Frame-Semantic Parsing
Venue
Computational Linguistics, vol. 40:1 (2014), pp. 9-56
Publication Year
2014
Authors
Dipanjan Das, Desai Chen, André F. T. Martins, Nathan Schneider, Noah A. Smith
BibTeX
Abstract
Frame semantics (Fillmore 1982) is a linguistic theory that has been instantiated
for English in the FrameNet lexicon (Fillmore, Johnson, and Petruck 2003). We solve
the problem of frame-semantic parsing using a two-stage statistical model that
takes lexical targets (i.e., content words and phrases) in their sentential
contexts and predicts frame-semantic structures. Given a target in context, the
first stage disambiguates it to a semantic frame. This model employs latent
variables and semi-supervised learning to improve frame disambiguation for targets
unseen at training time.
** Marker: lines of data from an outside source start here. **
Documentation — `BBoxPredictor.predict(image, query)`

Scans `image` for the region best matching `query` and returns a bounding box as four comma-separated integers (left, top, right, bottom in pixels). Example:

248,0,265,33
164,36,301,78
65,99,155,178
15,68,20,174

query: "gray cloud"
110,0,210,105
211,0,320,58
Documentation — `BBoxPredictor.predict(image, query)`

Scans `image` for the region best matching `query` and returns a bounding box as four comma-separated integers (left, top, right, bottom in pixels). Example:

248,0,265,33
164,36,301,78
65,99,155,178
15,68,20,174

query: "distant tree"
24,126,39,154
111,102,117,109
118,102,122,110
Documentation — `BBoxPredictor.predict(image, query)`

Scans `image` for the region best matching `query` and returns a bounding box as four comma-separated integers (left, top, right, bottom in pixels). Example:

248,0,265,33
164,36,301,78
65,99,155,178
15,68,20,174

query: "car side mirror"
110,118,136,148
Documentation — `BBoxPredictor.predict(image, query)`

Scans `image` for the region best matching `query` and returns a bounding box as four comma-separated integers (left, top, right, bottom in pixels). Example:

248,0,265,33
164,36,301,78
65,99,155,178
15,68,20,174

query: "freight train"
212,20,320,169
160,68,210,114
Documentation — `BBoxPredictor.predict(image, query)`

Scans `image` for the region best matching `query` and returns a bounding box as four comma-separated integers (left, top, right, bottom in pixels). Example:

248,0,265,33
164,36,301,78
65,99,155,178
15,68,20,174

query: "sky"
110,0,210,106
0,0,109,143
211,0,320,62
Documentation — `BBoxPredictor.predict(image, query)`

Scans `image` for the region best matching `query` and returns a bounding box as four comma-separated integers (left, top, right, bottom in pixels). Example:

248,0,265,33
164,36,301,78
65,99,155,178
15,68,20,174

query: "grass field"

The second stage finds the target's locally expressed
semantic arguments. At inference time, a fast exact dual decomposition algorithm
collectively predicts all the arguments of a frame at once in order to respect
declaratively stated linguistic constraints, resulting in qualitatively better
structures than naïve local predictors. Both components are feature-based and
discriminatively trained on a small set of annotated frame-semantic parses. On the
SemEval 2007 benchmark dataset, the approach, along with a heuristic identifier of
frame-evoking targets, outperforms the prior state of the art by significant
margins. Additionally, we present experiments on the much larger FrameNet 1.5
dataset. We have released our frame-semantic parser as open-source software.